2018 Finnish drama comedy film

The Human Part (Ihmisen osa) is a Finnish drama-comedy film directed by Juha Lehtola. The film premiered in Tallinn Black Nights Film Festival, and received its local premiere in Finland on 21 December 2018. The film is inspired by Kari Hotakainen's novel of the same name. The film was written by Kari Hotakainen and Juha Lehtola. Leo Viirret worked on script adaptation and dramaturgy in the film.

== Plot ==

Pekka Malmikunnas is a bankrupt, penniless man, who has managed to convince his family that he is still a CEO of a large IT company.

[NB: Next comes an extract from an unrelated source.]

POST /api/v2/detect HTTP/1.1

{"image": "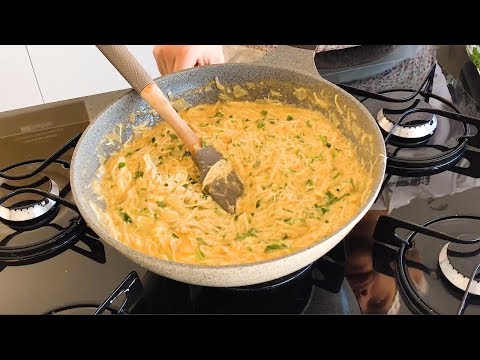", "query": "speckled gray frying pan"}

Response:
[70,46,385,287]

Keeping up this facade has become something of a full-time job for him.

When Pekka’s parents Salme and Paavo come to the city for an unexpected visit, Pekka is in trouble. In order to dispel any doubts, Pekka throws his parents and his grown-up sisters a lavish dinner party. There they bump into Kimmo Hienlahti an even bigger smooth-talker, who finally makes Pekka realize his own impossible situation. But what can Pekka do, when telling the truth is now harder than ever?

== Cast ==
- Hannu-Pekka Björkman as Pekka Malmikunnas
- Asko Sarkola as Paavo Malmikunnas
- Armi Toivanen as Maija Malmikunnas
- Ria Kataja as Helena Malmikunnas
- Leena Uotila as Salme Malmikunnas
- Kari Hietalahti as Kimmo Hienlahti

== Production ==
The film was shot in Uusimaa in October-December 2017. The film's budget was EUR 1.4 million.